The Department’s “14 step process” for Forest Stewardship Plans (FSP’s) meets all six of these criteria (a single one triggers rule making requirements:

  1. it is intended to have statewide coverage in review of Forest Stewardship plans that effect thousands of people and property owners and scores of local governments;
  1. it applies generally and uniformly to all similarly situated persons who prepare FSP’s and the environmental resources and publics that are impacted by them.
  1. it is prospective and applies to all current FSP’s, those under development and future FSP’s
  1.  it clearly “prescribes a legal standard or directive that is not otherwise expressly provided by or clearly and obviously inferable from the enabling statutory authorization” (see prior discussion of the legislative history)
  1. it clearly  “reflects an administrative policy that (i) was not previously expressed in any official and explicit agency determination, adjudication or rule, or (ii) constitutes a material and significant change from a clear, past agency position on the identical subject matter; – 

The FSP for SMWMA is part of a new initiative within DEP. There are no regulations promulgated to define and implement the program.

Most important, he concept of “forest stewardship” is a controversial, emergent, vague and novel scientific and policy initiative.

  1. The 14 step process very clearly “reflects a decision on administrative regulatory policy in the nature of the interpretation of law or general policy.”
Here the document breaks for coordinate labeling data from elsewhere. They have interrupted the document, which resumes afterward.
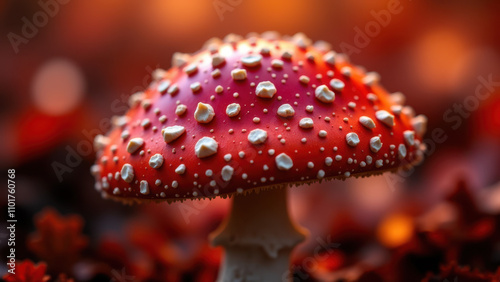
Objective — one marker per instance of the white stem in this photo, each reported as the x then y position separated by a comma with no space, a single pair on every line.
258,237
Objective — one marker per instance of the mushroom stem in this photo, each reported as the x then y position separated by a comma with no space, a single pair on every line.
258,237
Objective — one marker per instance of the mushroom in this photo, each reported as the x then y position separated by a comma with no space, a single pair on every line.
246,118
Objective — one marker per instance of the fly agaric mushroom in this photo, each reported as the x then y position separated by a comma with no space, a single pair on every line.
246,115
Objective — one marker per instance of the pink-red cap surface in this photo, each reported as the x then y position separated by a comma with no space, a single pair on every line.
250,113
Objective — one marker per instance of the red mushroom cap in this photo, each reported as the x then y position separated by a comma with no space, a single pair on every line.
252,113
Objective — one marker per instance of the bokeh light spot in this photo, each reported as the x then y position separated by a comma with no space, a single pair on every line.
395,230
58,87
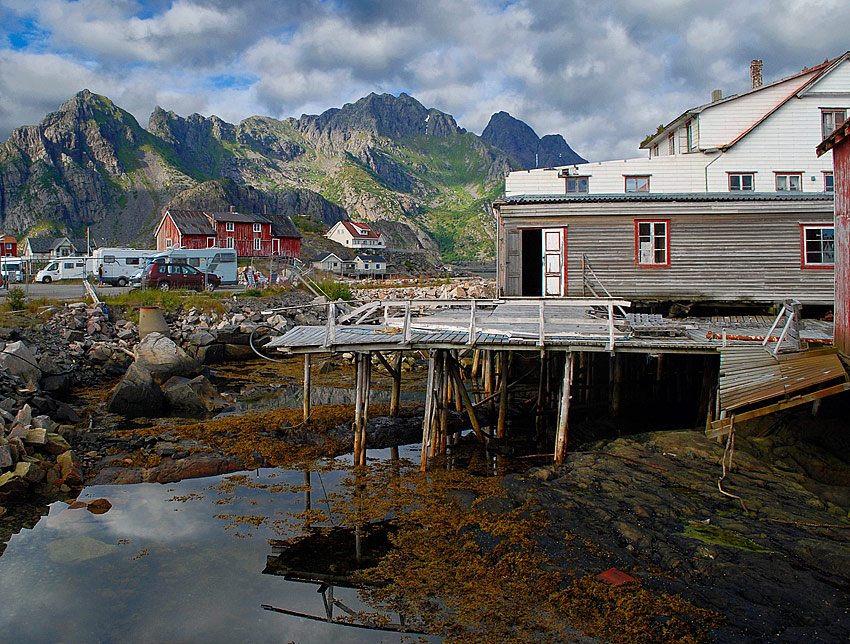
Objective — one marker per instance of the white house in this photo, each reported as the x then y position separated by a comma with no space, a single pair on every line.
760,140
355,235
731,205
372,265
329,262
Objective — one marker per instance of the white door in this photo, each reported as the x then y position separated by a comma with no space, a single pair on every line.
553,262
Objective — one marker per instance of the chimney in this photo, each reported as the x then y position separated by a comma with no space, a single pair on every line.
755,73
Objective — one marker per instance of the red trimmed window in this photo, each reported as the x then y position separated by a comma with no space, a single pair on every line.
831,119
789,181
818,246
637,184
743,181
828,182
652,243
577,185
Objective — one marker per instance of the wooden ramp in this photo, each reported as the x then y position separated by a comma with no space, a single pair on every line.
752,375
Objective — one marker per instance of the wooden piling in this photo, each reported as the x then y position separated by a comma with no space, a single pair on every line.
306,386
429,405
467,402
504,363
564,411
358,406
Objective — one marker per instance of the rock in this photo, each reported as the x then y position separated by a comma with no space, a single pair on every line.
23,417
202,338
30,472
137,394
210,354
162,358
99,506
76,549
36,436
196,396
20,361
6,456
56,444
69,469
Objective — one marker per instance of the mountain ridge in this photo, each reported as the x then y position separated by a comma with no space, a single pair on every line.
383,157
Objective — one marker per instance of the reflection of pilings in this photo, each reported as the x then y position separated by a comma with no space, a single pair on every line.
306,386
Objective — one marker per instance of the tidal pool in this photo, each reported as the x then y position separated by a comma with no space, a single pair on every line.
159,566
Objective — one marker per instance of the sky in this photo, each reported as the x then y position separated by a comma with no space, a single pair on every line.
601,73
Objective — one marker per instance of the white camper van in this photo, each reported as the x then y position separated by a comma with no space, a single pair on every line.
13,268
62,269
221,261
118,263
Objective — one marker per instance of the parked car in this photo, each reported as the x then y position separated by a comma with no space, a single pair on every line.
166,276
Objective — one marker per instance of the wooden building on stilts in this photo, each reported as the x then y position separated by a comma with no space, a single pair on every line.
559,359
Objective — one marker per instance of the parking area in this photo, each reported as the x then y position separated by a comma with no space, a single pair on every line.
76,293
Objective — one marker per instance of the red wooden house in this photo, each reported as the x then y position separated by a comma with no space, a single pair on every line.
839,143
8,246
248,234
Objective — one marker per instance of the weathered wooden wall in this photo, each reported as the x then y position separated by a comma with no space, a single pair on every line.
748,251
841,160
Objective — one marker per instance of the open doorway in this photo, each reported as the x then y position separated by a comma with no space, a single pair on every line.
532,261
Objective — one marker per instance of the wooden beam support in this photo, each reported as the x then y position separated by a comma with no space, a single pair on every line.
307,360
564,411
467,402
429,406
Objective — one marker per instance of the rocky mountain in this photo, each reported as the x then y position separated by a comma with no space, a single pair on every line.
386,159
524,147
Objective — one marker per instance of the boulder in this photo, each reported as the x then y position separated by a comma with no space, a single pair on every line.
20,361
137,394
162,358
195,396
210,354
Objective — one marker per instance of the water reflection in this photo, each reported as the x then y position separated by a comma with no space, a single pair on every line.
162,566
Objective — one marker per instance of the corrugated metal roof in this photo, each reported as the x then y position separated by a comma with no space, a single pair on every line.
239,217
666,197
192,222
282,226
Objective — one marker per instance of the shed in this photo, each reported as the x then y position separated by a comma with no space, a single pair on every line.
839,143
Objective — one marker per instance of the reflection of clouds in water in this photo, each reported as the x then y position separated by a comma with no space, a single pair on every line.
196,584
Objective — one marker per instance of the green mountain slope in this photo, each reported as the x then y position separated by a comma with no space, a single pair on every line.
382,158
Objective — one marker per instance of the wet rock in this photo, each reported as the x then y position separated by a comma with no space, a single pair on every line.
137,394
99,506
195,396
162,358
20,361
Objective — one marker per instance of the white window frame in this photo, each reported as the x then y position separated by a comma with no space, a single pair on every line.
818,245
640,183
580,185
737,181
831,118
785,181
828,182
652,242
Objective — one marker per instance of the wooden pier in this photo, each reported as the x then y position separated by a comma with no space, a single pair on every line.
579,349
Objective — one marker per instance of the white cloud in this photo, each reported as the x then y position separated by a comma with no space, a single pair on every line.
602,74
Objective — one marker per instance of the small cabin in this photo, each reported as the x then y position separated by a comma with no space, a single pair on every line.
731,249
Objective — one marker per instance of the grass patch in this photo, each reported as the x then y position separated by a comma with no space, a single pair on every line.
715,536
170,300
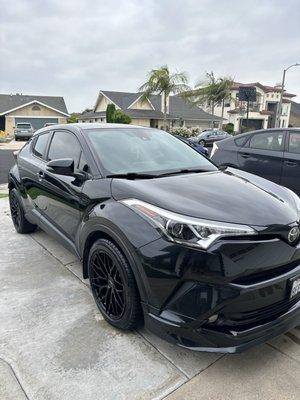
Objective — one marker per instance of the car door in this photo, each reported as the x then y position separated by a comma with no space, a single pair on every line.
60,203
31,161
263,154
291,162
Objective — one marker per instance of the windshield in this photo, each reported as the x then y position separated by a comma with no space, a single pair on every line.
134,150
23,126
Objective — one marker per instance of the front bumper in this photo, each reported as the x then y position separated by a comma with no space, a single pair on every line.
227,299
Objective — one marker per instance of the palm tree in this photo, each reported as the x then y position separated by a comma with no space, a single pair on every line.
162,82
211,92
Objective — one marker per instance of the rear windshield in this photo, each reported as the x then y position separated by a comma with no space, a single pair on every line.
144,150
23,126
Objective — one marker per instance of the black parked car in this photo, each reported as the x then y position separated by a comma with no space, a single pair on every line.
271,153
209,137
208,259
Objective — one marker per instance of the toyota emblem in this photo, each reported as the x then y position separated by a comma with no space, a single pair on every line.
293,234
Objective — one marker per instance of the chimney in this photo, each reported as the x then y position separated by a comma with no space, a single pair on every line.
162,102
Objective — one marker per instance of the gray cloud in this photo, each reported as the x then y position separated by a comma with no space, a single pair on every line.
74,48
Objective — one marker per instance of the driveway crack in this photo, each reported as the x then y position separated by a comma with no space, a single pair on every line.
16,377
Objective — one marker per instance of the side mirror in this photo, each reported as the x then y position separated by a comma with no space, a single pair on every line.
61,166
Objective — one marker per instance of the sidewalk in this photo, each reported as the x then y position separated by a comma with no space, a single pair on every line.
55,345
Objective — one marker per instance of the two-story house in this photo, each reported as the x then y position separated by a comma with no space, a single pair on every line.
149,112
262,113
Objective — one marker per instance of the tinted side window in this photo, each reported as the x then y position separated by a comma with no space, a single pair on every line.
294,142
241,141
40,144
64,145
267,141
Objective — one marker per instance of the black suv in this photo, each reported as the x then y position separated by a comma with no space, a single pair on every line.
271,153
208,259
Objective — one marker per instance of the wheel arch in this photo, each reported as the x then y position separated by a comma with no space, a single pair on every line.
104,232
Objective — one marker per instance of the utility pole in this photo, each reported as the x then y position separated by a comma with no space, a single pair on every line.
278,111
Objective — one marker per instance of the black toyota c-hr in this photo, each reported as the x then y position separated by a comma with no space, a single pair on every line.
206,258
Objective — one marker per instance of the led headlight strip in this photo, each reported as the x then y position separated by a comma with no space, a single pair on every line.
186,230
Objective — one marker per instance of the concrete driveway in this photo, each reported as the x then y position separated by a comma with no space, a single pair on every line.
54,344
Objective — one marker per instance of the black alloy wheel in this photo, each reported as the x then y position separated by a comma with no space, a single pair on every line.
113,285
21,224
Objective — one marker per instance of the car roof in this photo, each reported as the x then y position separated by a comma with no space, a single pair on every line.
88,125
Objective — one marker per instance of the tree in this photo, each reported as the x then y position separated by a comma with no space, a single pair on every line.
161,81
116,116
110,111
120,117
73,118
211,92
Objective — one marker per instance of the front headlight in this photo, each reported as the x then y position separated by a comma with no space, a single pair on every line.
186,230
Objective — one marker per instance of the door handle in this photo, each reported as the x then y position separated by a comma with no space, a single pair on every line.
291,163
41,175
245,155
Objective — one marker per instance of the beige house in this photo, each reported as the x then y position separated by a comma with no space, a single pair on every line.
38,110
262,113
149,112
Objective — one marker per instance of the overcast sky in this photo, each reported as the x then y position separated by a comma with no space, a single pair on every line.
74,48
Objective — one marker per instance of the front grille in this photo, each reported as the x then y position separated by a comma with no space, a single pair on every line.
265,275
259,316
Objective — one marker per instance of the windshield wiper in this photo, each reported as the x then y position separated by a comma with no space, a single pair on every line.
132,175
184,171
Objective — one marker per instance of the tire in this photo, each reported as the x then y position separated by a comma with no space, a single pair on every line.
113,285
21,224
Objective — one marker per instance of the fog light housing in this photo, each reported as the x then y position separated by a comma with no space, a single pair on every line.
213,318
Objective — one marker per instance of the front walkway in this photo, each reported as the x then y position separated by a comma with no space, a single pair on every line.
54,344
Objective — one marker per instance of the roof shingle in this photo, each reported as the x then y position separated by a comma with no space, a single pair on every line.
9,102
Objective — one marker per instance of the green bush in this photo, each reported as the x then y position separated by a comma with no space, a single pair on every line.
181,131
116,116
229,128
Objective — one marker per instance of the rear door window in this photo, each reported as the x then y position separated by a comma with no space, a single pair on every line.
40,145
64,145
273,141
240,141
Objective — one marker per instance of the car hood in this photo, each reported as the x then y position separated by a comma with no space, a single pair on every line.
230,196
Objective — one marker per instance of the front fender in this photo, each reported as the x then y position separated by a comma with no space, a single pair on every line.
126,228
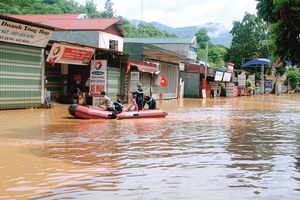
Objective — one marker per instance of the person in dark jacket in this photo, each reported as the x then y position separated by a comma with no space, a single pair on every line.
118,104
150,101
139,94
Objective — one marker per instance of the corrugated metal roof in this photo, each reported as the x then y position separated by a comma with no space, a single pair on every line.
143,66
187,40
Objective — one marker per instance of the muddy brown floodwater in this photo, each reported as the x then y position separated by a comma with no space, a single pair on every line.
224,148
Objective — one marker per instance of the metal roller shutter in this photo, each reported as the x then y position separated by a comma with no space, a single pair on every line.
113,82
20,76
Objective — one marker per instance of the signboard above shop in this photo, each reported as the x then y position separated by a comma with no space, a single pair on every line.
227,76
219,76
18,33
68,54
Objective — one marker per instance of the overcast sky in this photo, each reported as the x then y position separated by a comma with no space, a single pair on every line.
175,13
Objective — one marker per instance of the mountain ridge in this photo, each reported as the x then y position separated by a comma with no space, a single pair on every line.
217,33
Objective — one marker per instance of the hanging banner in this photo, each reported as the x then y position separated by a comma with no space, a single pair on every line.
230,67
242,80
268,86
17,33
68,54
218,76
98,77
227,76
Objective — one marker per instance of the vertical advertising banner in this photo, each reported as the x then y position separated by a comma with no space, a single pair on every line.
135,77
98,77
68,54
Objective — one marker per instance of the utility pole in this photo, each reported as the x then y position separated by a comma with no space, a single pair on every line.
141,23
206,60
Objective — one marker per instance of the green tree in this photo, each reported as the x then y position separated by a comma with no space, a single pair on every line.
284,19
216,55
202,38
250,40
293,78
91,9
108,11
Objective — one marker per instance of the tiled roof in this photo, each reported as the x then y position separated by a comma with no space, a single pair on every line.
187,40
83,24
42,17
71,22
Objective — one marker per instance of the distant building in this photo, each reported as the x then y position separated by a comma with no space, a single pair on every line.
183,46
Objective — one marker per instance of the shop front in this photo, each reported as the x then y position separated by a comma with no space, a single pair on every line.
77,74
22,46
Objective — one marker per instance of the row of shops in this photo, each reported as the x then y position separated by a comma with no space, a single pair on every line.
35,65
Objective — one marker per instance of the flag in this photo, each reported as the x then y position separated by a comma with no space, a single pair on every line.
230,67
158,80
52,61
277,64
163,81
127,68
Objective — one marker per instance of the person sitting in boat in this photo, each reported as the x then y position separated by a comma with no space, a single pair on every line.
118,104
150,101
133,105
139,95
105,102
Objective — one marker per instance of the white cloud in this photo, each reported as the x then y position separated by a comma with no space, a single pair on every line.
175,13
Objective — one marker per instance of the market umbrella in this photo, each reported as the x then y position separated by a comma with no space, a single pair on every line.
259,62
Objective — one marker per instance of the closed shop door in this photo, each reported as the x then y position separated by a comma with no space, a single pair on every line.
20,76
191,84
113,82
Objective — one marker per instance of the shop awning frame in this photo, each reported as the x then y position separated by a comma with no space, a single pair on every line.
144,66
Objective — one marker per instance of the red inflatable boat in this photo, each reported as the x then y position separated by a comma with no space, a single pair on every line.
86,112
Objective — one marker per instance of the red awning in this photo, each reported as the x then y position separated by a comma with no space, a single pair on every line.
143,66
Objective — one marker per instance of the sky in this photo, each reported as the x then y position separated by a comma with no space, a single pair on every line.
176,14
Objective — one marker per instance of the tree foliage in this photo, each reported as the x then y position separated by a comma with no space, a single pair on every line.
293,78
70,6
216,53
250,40
108,11
202,38
284,19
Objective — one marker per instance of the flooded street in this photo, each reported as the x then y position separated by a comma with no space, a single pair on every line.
223,148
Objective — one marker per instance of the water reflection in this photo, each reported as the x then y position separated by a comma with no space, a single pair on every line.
226,148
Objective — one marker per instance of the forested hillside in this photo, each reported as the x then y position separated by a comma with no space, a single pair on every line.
71,6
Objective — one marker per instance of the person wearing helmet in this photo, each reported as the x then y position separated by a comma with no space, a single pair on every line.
118,104
105,102
139,94
150,101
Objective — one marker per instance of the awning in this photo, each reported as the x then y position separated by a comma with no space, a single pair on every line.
256,63
143,66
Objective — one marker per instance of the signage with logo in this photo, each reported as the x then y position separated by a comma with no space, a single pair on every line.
98,77
18,33
68,54
242,80
227,76
219,76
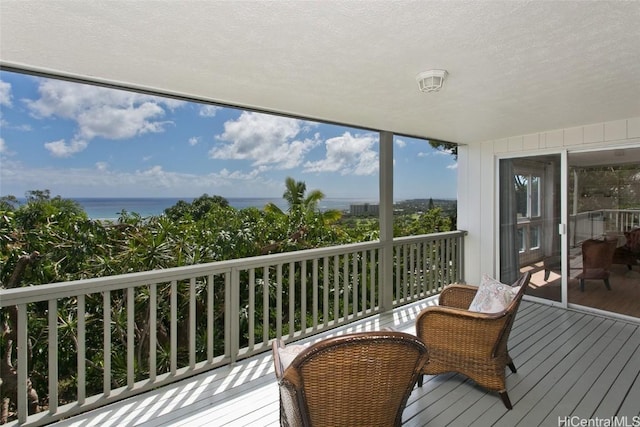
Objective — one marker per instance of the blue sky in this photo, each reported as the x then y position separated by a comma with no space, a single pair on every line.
87,141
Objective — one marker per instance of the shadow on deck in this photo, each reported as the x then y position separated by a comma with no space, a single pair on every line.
571,366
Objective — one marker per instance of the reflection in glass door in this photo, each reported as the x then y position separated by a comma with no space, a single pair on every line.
529,218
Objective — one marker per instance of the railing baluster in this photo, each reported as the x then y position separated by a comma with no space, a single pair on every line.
345,285
252,307
174,326
352,273
336,288
106,385
303,295
210,325
292,300
82,350
363,287
22,368
314,313
153,330
130,337
325,291
265,305
355,282
192,323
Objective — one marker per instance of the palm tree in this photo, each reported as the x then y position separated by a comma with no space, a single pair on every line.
302,209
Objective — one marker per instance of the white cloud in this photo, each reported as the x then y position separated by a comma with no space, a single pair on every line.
5,94
265,140
60,148
98,112
208,110
348,154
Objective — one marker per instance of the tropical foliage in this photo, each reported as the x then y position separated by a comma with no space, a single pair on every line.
49,239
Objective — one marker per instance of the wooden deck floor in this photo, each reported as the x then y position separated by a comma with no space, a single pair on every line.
570,364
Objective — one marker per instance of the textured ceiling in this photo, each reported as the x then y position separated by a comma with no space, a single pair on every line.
515,67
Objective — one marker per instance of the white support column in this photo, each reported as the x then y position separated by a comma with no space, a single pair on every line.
386,220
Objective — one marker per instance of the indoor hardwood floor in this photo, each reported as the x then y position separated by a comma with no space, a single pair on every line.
623,298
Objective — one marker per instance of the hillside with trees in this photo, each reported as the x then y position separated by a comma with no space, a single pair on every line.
50,239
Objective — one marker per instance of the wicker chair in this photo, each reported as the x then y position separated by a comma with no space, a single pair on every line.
597,257
629,253
470,343
360,379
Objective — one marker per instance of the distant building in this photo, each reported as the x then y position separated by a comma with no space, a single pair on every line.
364,209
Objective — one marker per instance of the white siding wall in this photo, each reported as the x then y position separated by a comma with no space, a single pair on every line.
477,180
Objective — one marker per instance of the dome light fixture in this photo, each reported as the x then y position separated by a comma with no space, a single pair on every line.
431,81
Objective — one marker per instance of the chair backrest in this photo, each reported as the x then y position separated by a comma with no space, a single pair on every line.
632,240
361,379
510,313
597,254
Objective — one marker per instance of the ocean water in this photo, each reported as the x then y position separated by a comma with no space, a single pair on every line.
110,208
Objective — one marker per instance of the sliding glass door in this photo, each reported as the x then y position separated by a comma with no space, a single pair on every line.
530,215
596,265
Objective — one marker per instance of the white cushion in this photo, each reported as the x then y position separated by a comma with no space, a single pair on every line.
289,352
492,296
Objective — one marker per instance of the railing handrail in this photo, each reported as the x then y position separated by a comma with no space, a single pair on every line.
30,294
285,296
25,295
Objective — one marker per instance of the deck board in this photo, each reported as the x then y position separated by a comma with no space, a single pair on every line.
569,363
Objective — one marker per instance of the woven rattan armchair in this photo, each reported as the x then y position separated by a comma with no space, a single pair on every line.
361,379
597,257
470,343
629,253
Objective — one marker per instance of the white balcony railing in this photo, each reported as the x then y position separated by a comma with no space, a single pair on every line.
156,327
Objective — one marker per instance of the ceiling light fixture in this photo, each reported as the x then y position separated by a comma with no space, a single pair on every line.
431,81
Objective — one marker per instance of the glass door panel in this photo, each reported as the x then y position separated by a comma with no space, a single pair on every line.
604,206
529,219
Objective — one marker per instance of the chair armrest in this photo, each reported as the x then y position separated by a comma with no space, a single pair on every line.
457,295
279,368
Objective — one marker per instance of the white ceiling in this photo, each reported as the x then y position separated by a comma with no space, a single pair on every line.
515,67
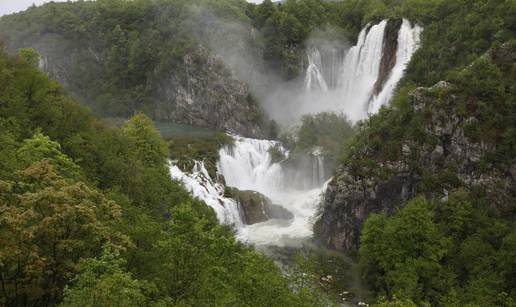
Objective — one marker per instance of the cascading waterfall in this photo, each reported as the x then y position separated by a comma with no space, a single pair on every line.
199,183
314,78
333,82
361,69
354,92
247,165
408,42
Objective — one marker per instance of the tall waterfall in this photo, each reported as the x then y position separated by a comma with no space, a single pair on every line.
408,42
199,183
314,77
354,91
247,165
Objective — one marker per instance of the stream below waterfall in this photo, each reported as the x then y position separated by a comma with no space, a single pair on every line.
355,82
247,165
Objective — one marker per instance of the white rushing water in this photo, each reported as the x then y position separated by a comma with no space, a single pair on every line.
314,78
353,93
408,42
247,165
340,83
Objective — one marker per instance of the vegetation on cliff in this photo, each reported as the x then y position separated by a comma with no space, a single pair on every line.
89,212
438,168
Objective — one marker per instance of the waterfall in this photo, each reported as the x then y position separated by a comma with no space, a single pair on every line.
359,71
314,78
199,183
247,165
408,42
361,68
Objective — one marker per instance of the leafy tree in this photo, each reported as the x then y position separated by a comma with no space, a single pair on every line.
104,282
48,225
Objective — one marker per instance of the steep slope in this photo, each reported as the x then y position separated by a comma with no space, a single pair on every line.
453,135
120,57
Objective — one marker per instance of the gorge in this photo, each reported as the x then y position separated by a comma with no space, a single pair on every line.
356,85
288,153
The process applies data and determines compliance with the standards and protections and procedures of the NJ Freshwater Wetlands Protection Act, the Highlands Act, the Water Pollution Control Act, and the Stormwater Management Act and implementing regulations, among others.

The impacts of the SMWMA and all FSPs on the protected rights of the environment, private property and forest users are are highly subsantive and material.

The Department may not implement such a highly material and significantly substantive program informally via this 14 step process.

I request that you withdraw the SMWMA FSP immediately and seek legislative authority and promulgate regulations to implement any FSPs in NJ.